14/08/2026
同じ目的でもAIごとに伝え方は変えた方がいい
最近、複数のAI画像生成ツールを使って、リアルな雰囲気の写真を作る比較検証タスクに取り組みました。使ったのはChatGPT、Adobe Firefly、Nano Banana(Gemini)の3つです。 目的は同じでも、ツールが違えば「伝え方」まで変える必要があると気づいたのが、今回一番の学びでした。 今回はその伝え方についてまとめてみました。 詳しければ同じプロンプトでいいという思い込み 課題は、「深夜のオフィスで、同僚4人が集まってプロジェクトについて話し合っている」というシーンを、3ツールで生成して比較することでした。 避けるべきNG基準もいくつかありました。
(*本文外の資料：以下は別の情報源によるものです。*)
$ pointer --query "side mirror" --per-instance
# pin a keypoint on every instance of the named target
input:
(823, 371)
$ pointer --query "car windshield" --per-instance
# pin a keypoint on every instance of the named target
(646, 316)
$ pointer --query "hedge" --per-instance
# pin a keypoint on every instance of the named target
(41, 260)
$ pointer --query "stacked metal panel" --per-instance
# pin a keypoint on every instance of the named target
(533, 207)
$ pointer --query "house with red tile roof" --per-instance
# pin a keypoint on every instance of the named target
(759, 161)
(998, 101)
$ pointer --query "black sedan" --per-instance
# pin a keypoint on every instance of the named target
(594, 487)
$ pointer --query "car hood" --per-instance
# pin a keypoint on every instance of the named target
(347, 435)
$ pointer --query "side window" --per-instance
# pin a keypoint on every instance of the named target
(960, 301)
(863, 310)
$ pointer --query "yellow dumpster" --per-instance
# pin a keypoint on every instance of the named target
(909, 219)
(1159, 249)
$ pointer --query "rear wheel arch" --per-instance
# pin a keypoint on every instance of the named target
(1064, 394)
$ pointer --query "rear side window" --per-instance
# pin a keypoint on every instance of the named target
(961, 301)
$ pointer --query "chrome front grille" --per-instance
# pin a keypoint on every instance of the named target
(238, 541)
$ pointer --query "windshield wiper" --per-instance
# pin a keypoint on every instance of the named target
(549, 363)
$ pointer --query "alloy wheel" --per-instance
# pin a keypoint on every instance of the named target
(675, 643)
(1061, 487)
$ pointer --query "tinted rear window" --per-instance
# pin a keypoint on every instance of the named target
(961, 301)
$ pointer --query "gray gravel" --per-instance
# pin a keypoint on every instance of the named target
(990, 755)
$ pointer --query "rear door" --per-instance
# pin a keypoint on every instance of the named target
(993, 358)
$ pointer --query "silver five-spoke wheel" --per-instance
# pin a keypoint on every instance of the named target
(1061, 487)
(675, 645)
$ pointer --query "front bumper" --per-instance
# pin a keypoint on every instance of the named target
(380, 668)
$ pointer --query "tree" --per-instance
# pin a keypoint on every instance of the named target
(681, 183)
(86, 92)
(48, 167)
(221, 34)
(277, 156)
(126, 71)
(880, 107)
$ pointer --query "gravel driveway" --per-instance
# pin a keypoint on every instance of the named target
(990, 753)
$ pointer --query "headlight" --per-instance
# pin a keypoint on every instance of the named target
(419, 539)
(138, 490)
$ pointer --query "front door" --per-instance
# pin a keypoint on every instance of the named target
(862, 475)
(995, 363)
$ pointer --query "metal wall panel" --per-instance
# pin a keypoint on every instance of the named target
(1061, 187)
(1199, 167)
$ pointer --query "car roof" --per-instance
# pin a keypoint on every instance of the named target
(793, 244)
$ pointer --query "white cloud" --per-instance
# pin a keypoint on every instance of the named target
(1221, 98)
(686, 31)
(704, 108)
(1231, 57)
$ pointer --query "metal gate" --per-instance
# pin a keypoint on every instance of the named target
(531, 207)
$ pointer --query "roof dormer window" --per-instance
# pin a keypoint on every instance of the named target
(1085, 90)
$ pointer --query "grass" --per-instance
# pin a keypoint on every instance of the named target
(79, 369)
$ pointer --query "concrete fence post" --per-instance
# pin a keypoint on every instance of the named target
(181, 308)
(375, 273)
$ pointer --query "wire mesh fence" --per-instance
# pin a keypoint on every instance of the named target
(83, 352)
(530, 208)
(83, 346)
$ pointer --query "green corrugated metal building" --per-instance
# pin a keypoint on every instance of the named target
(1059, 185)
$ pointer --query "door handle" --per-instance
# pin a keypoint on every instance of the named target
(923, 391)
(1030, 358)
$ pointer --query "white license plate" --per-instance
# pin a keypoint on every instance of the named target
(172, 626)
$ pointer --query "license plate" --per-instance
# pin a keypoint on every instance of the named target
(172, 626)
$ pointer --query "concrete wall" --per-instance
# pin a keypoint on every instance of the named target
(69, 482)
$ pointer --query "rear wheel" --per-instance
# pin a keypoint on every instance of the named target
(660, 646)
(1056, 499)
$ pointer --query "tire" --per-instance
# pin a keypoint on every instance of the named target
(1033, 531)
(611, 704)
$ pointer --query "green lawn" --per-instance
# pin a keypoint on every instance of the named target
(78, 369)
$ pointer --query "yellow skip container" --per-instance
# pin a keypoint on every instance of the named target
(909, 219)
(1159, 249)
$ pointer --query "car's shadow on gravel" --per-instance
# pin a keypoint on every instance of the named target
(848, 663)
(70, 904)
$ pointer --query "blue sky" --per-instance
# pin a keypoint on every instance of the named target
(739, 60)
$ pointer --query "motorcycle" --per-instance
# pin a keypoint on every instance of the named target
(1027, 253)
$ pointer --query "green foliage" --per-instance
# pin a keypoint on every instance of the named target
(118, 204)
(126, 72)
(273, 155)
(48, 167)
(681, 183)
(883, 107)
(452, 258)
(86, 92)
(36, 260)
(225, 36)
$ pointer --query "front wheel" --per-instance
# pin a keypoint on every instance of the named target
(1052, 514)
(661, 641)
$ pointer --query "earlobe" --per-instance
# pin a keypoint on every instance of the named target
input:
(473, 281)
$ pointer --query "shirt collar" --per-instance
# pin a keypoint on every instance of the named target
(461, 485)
手や指の形が不自然、肌が不自然にツヤツヤ、顔や配置が左右対称すぎる、背景が不自然に繰り返している、そして一目で「AIっぽい」と感じてしまうこと。 最初は、3ツールに同じ文章のプロンプトをそのまま入力すればいいと考えていました。 ところが実際に試してみると、同じ書き方では思うような結果にならないツールがあることに気づきました。 ツールごとに「伝わり方」が違うと気づいた 生成結果を見比べていくうちに、3ツールには得意な入力スタイルがそれぞれあることが分かってきました。 ChatGPTは、状況を自然な文章でストーリーのように描写すると、意図をよく反映してくれました。 Nano Bananaは、「誰が何をしているか」を一人ずつ区切って書く、行動の箇条書き的な列挙に強く反応しました。 Adobe Fireflyは簡潔なキーワード寄りの指示が安定しやすく、しかも文字数の上限が他の2ツールより低いという制約もありました。 同じ「熱心に話し合っている雰囲気を出したい」という狙いでも、書き方を変えたほうが結果が安定する。これは、盛り込む内容を統一するよりも、相手に合わせて表現を変える必要があるということでした。 もうひとつ気づいたのは、抽象的な指示だけでは狙った雰囲気になりにくいということです。 たとえばFireflyでは、当初「投げやりで無関心な様子」に見える結果が出てしまいました。 そこで「genuine care(本物の気遣い)」というだけでなく、「アイコンタクトを取る」「微笑みながらうなずく」といった具体的な仕草を指定したところ、印象が大きく変わりました。「もっと自然に」ではなく、「何を、どう動かすか」まで言葉にすることで、初めて意図が伝わるのだと実感しました。 一度で完成を目指さず、気になった点を一つずつ直す プロンプトは、最初から完璧な形にはなりませんでした。服装がオフィスカジュアルすぎたので、スーツなどフォーマルな服装に統一する。 人種の設定が曖昧だったので、「Japanese」と明記しつつ、顔立ちが均一になりすぎないよう配慮する。 机がかなり散らかって見えたので、整理整頓のニュアンスを加える。 こうした調整を10回近く繰り返しながら、少しずつ狙った雰囲気に近づけていきました。特にFireflyは文字数制限があったため、優先度の低い言葉を削り、要点だけに絞り込む工夫も必要でした。 一度で仕上げようとせず、生成結果を見ながら小さく直し続ける姿勢が、結果的に一番の近道だったように思います。 最終的に、3ツールとも同じ要素(暗い外・明るい室内、フォーマルな服装、親身な様子、整った机)を盛り込みつつ、書き方だけが異なるプロンプトに落ち着きました。 「内容を統一するために文章まで揃えるべきか」で迷った場面もありましたが、今回の目的は「3ツールを比較すること」だったので、各ツールに最適化したほうが、それぞれの本来の実力を正しく比較できると考え、この方針を選びました。目的に立ち返って判断できたことも、今回の収穫の一つです。 まとめ 同じ目的でも、伝える相手(今回はツール)によって表現を変えていい、むしろ変えたほうがうまく伝わる場面がある、ということを学びました。 同じように複数のツールや相手に何かを伝える工夫をしている方の、参考になればうれしいです。